Summation of Series with Convergence Acceleration

Kenneth Haugland

5.00/5 (4 votes)

Feb 9, 2023

CPOL

11 min read

6379

How to speed up convergence of mathematical series

Download source code - 444.6 KB

Introduction

Many applications implements some calculation of a series or sequence that can have a very slow convergence rate or might require more precision than you could get from a brute force implementation. There are several candidates to choose from when implementing these acceleration techniques and I will present the most common ones in this article.

However, there is the the issue that you will not find one universal acceleration technique that will work for all sequences, which is proven mathematically. This proof is based on a property of the sequence called remanence if you are interested in looking it up for yourself. This gives you the hint of either using a mathematical test/prove before releasing it to your costumers or at least your own judgement to test the acceleration technique on the series first. And you should not expect the same magic to work universally.

Background

Assume that we have sequence or series which have the actual (theoretical) sum is $S$ but we only have the ability to calculate the approximation $S_n$ :

$S_n = \sum_{n=0}^k{a_n}$

This analysis can also be used on an infinite product:

$S_n = \Pi_{n=0}^k{a_n}$

So, describing the problem at hand in the most general way, we simply want to minimize the difference $S - S_n = e$ or if possible to eliminate the error $e$ . Estimating the form that the error function has and use this information to create a correction is called the kernel, and it is actually the only way we know of making these faster converging or more precise algorithm. If we know how the error grows after each iterative process, we can in fact use this knowledge to predict a better real value then a brute force calculation. And also, since we must guess values that lie beyond what we currently know, we call all these implementations with kernel correcting errors extrapolation methods in mathematics.

Aitken's Summation Formula

Many series that we perform summations on grows geometrical by nature, so at first it seems natural to assume that the error and the correcting kernel can be described by a formula $b \cdot q^n$. The kernel we want to use in order to try to correct and adjust the complete sum is:

$S_n \approx S + b \cdot q^n$

We assume here that $q < 1$ so that the error actually decrease for each iterative term we sum over in the original series. With the general kernel above we have 3 unknowns $S, b, q$ in the equation to solve for, which means that we need 3 equations in order to get a unique solution.
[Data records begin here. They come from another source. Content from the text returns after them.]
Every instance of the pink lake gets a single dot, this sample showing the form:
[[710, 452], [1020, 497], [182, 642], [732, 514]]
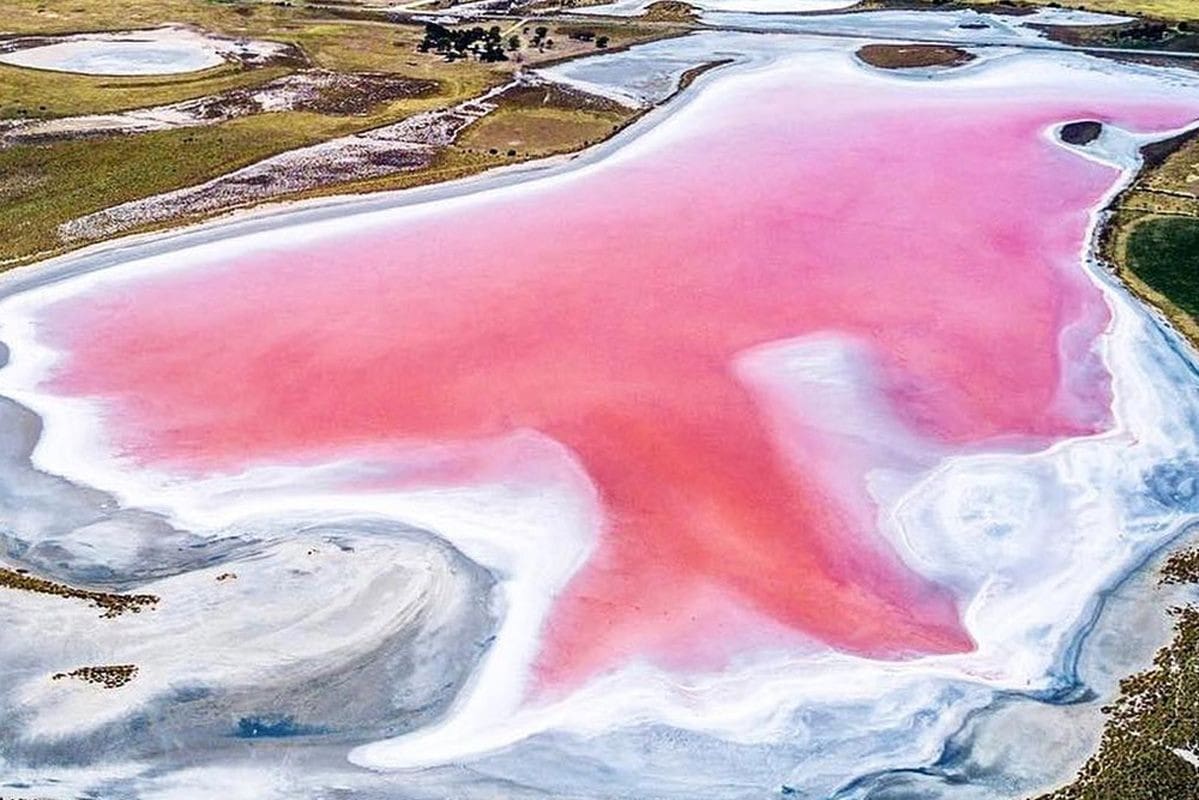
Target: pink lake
[[938, 229]]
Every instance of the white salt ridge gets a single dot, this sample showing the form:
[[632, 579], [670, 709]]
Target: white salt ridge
[[1026, 536]]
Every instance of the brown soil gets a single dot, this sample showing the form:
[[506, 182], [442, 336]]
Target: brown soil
[[114, 605], [908, 56], [108, 677], [558, 96]]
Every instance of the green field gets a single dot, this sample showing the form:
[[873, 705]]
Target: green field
[[1164, 253], [1185, 10]]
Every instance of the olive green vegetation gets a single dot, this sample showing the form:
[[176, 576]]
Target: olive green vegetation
[[1155, 230], [1166, 10], [1184, 10], [1154, 726], [41, 186], [49, 95], [1164, 253]]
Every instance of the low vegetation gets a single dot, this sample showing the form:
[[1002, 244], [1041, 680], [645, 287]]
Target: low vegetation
[[108, 677], [1164, 253], [40, 186], [1154, 236], [535, 121], [1150, 746], [1160, 10], [113, 605]]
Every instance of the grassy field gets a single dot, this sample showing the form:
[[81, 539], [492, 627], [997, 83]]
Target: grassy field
[[1154, 716], [1154, 233], [41, 186], [538, 121], [1164, 253], [1185, 10]]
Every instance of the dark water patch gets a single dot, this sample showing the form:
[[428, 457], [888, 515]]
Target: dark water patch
[[275, 727], [1082, 133], [1175, 485]]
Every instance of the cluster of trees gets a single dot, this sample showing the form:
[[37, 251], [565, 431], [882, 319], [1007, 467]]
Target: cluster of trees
[[589, 36], [482, 44], [488, 44]]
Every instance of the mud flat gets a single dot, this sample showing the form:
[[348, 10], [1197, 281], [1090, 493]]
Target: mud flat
[[723, 320], [166, 50]]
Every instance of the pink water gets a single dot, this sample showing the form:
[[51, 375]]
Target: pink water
[[941, 230]]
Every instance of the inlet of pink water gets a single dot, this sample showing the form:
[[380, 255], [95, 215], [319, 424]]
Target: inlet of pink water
[[939, 229]]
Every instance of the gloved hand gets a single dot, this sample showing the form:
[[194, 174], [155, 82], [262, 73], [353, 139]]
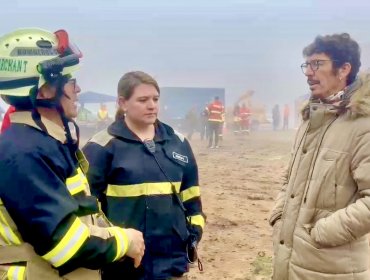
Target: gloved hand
[[195, 232]]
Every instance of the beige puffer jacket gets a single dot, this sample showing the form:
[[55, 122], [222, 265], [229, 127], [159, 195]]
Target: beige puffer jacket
[[322, 214]]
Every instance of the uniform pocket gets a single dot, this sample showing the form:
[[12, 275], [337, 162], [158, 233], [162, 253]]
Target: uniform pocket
[[326, 197]]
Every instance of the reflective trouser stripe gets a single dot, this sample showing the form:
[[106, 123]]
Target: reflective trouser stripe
[[197, 220], [69, 245], [190, 193], [17, 272], [122, 241]]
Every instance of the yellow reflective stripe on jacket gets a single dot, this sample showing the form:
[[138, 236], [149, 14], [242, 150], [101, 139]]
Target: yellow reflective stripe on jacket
[[197, 220], [16, 272], [69, 245], [215, 120], [76, 183], [142, 189], [121, 241], [6, 232], [190, 193]]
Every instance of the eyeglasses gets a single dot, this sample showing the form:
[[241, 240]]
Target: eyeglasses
[[314, 64], [73, 82]]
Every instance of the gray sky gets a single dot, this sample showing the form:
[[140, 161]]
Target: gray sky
[[238, 45]]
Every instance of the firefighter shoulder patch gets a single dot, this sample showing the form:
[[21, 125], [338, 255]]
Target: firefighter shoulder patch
[[180, 157]]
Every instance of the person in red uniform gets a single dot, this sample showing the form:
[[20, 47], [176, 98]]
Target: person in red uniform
[[244, 119], [6, 121], [215, 120]]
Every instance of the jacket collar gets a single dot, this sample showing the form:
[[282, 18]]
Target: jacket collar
[[54, 130], [119, 129]]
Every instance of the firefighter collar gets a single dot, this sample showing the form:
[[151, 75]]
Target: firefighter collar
[[120, 129], [54, 130]]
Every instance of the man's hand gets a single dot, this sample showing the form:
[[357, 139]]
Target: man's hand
[[136, 246]]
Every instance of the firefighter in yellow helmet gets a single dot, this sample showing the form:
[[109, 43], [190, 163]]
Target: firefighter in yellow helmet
[[50, 225]]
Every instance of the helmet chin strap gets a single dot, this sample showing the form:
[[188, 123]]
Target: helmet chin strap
[[55, 104]]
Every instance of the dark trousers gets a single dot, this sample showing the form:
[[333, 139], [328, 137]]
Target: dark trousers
[[214, 130]]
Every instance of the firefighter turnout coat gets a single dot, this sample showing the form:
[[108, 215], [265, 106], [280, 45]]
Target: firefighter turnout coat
[[48, 223], [138, 192]]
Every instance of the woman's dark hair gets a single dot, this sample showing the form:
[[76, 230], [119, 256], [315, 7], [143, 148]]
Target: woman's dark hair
[[128, 83]]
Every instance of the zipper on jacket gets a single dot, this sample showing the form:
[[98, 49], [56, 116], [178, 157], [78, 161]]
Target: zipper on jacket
[[317, 150]]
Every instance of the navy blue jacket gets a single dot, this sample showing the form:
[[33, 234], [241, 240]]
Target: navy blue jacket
[[44, 192], [135, 192]]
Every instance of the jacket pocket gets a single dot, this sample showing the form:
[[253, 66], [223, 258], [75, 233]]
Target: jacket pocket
[[326, 196]]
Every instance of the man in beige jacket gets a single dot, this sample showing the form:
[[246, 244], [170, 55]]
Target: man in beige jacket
[[322, 213]]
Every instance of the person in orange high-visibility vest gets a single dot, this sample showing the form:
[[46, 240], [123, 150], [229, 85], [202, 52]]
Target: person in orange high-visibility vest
[[215, 120]]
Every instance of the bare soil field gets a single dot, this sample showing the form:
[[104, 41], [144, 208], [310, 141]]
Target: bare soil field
[[239, 182]]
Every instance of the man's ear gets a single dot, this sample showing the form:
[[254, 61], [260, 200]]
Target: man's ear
[[122, 103], [46, 92], [344, 70]]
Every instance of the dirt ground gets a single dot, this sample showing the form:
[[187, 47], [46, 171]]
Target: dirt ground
[[239, 182]]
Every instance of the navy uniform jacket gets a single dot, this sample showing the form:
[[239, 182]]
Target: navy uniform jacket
[[45, 199], [136, 193]]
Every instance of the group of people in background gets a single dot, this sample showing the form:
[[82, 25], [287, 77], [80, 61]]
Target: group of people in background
[[126, 206]]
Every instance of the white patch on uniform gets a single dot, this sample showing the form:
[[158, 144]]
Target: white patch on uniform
[[180, 157]]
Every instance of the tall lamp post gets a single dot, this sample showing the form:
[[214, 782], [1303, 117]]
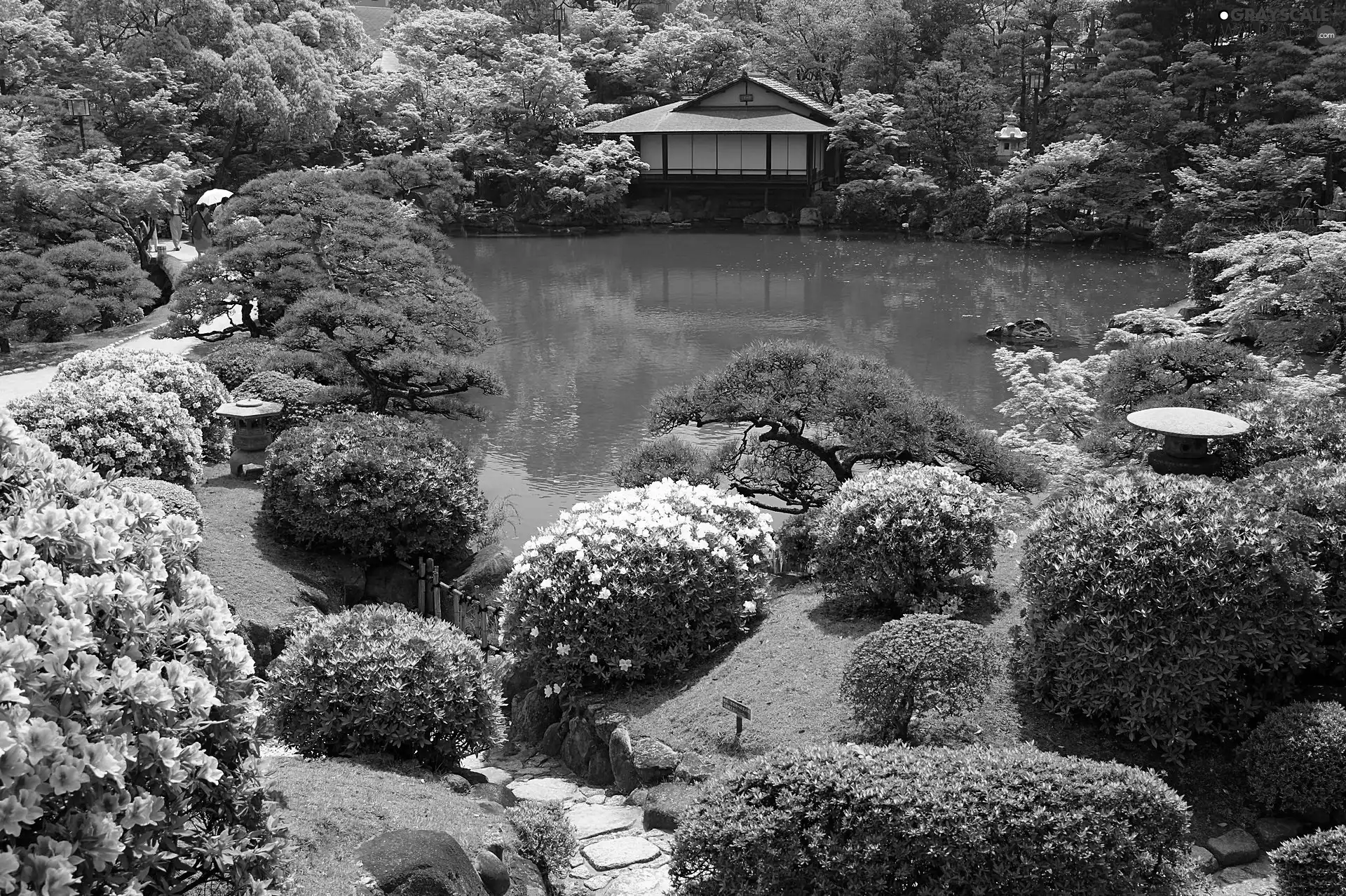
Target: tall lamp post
[[77, 107]]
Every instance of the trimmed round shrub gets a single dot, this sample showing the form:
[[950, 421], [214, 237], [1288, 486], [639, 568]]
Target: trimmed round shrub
[[1169, 607], [665, 458], [917, 665], [115, 424], [295, 395], [545, 834], [1296, 758], [240, 358], [373, 487], [898, 820], [639, 583], [379, 679], [175, 499], [127, 697], [1312, 865], [198, 391], [899, 536]]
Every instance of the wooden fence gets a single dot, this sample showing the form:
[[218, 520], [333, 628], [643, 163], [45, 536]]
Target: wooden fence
[[478, 618]]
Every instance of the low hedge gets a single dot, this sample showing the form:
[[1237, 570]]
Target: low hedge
[[383, 680], [1296, 758], [1312, 865], [956, 822], [373, 487]]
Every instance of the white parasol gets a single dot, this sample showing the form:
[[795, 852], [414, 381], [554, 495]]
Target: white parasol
[[213, 197]]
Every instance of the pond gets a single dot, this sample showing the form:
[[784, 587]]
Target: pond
[[592, 327]]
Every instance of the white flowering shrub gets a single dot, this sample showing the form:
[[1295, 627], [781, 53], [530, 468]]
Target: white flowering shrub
[[115, 424], [898, 537], [639, 583], [198, 391], [127, 698]]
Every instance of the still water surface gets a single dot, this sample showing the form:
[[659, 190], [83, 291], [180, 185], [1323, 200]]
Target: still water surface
[[591, 327]]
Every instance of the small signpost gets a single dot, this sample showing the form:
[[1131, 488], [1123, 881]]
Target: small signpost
[[740, 711]]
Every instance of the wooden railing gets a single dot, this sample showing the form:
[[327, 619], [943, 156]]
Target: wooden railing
[[477, 618]]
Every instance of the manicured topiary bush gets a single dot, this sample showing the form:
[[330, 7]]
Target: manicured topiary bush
[[639, 583], [1312, 865], [373, 487], [1296, 758], [898, 537], [1205, 373], [115, 424], [379, 679], [916, 665], [127, 698], [240, 358], [175, 499], [897, 820], [1169, 607], [545, 834], [295, 395], [198, 391]]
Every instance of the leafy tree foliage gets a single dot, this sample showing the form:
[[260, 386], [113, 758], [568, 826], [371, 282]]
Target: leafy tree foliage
[[808, 414], [342, 275]]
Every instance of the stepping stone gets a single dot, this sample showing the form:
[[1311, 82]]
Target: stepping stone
[[496, 775], [1274, 831], [645, 880], [591, 821], [620, 852], [545, 790], [1235, 848]]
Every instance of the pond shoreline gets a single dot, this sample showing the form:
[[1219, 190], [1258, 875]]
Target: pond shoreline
[[703, 228]]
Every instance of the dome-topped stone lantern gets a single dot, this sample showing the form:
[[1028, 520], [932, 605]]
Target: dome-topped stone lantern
[[252, 436], [1188, 433], [1011, 139]]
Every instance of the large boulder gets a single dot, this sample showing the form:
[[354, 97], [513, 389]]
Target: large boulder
[[421, 862], [531, 713], [579, 746], [766, 217], [653, 759], [625, 777]]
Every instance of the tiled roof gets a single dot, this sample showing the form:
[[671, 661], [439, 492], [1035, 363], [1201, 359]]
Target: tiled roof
[[787, 90], [671, 118]]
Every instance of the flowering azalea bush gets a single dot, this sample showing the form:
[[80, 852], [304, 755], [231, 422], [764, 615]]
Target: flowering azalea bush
[[639, 583], [381, 679], [198, 391], [115, 424], [127, 698], [899, 536]]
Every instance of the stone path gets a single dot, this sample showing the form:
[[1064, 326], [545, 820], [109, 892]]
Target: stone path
[[617, 855]]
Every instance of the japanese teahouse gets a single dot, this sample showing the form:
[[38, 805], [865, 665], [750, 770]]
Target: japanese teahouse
[[756, 139]]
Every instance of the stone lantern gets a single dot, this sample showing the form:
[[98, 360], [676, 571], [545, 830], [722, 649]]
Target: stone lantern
[[252, 436], [1188, 433], [1010, 139]]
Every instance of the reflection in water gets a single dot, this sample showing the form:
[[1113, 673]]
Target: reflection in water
[[594, 326]]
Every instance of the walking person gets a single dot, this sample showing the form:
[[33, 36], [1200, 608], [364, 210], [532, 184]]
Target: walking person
[[179, 210]]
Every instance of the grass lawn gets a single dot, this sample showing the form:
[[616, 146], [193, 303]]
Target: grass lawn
[[333, 805], [26, 354], [789, 673], [263, 581]]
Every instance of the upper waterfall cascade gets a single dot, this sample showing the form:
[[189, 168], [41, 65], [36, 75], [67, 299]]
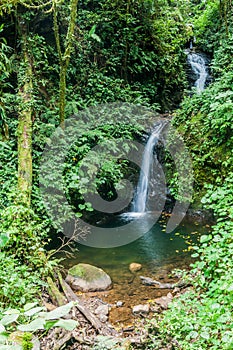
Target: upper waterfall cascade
[[141, 195], [198, 65]]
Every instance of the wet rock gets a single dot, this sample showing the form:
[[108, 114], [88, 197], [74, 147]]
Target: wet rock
[[88, 278], [119, 303], [155, 308], [134, 267], [103, 318], [102, 310], [164, 301], [141, 309]]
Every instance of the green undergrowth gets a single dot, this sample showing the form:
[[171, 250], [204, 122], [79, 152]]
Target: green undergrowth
[[201, 318]]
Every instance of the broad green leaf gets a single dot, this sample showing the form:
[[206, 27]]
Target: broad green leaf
[[3, 338], [29, 306], [69, 325], [11, 347], [3, 240], [33, 326], [7, 319], [2, 328], [12, 312], [34, 311], [205, 238]]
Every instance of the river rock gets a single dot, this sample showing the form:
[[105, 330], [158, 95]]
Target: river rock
[[164, 301], [141, 309], [119, 303], [134, 267], [102, 310], [88, 278]]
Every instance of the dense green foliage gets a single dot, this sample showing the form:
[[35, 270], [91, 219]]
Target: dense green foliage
[[201, 318], [127, 51]]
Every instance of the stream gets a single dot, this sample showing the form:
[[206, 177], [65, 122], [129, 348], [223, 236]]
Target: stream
[[158, 252]]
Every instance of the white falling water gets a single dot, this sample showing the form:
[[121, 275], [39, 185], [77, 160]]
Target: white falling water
[[140, 198], [198, 66]]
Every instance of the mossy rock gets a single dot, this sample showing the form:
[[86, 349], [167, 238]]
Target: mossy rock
[[88, 278]]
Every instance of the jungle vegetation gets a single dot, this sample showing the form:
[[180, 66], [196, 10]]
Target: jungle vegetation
[[59, 58]]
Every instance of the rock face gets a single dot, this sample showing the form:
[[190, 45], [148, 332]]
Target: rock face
[[134, 267], [88, 278]]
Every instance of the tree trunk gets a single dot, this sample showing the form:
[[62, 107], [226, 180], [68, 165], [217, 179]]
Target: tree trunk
[[64, 58], [25, 126]]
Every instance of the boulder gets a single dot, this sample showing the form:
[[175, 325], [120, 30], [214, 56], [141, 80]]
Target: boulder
[[164, 301], [141, 309], [134, 267], [88, 278], [102, 310], [119, 303]]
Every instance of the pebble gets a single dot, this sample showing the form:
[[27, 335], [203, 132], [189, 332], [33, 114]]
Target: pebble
[[141, 309]]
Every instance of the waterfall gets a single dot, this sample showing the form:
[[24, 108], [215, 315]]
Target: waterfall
[[198, 65], [141, 195]]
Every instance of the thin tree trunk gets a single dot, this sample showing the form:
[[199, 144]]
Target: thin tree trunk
[[25, 127], [64, 58]]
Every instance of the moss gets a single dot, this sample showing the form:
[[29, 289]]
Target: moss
[[86, 271]]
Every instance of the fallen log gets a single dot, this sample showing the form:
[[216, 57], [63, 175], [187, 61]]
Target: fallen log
[[150, 282], [71, 296], [55, 294]]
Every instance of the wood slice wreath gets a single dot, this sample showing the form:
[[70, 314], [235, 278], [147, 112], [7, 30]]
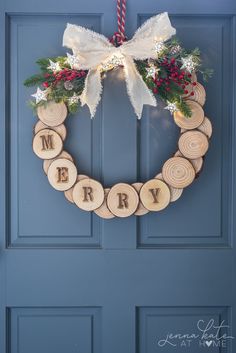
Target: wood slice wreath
[[121, 200], [165, 70]]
The result is what is known as Aitken's formula:

$S \approx \frac{(S_{n+1} S_{n-1} - S_n^2)}{S_{n+1} - 2 S_n + S_{n-1}}$

The first discoverer of this formula seems to be the Japanese mathematician Takakazu Seki in around 1680. (He is sometimes referred to by mistake as Seki Kowa due to some spelling similarities in Japanese). It has also been discovered independently by others before the name of this way of accelerate the sequence was given to Aitken.

The code is pretty straight forward to implement:

        /// <summary>
        /// Calculates the Aitken summation
        /// </summary>
        /// <param name="S_n">The partial sums of a series</param>
        /// <returns>A extrapolated value for the partial sum</returns>
        /// <exception cref="Exception">If you have less than 3 items, 
        /// this will return with an exception</exception>
        public double Aitken(double[] S_n)
        {
            if (S_n.Length > 3)
            {
                double S_2 = S_n[S_n.Length - 1];
                double S_1 = S_n[S_n.Length - 2];
                double S_0 = S_n[S_n.Length - 3];

                return (S_2 * S_0 - S_1 * S_1) / (S_2 -2*S_1 + S_0);
            }
            else
                throw new Exception("Must have at least 3 partial sums 
                                     to give the correct value");
        }

Aitkens formula can indeed accelerate all linearly converging series, but in addition, it can also be used to accelerate the much more difficult logarithmic sequences. This algorithm can also be used in multiple stages, meaning that we apply it over and over again on the same summation series.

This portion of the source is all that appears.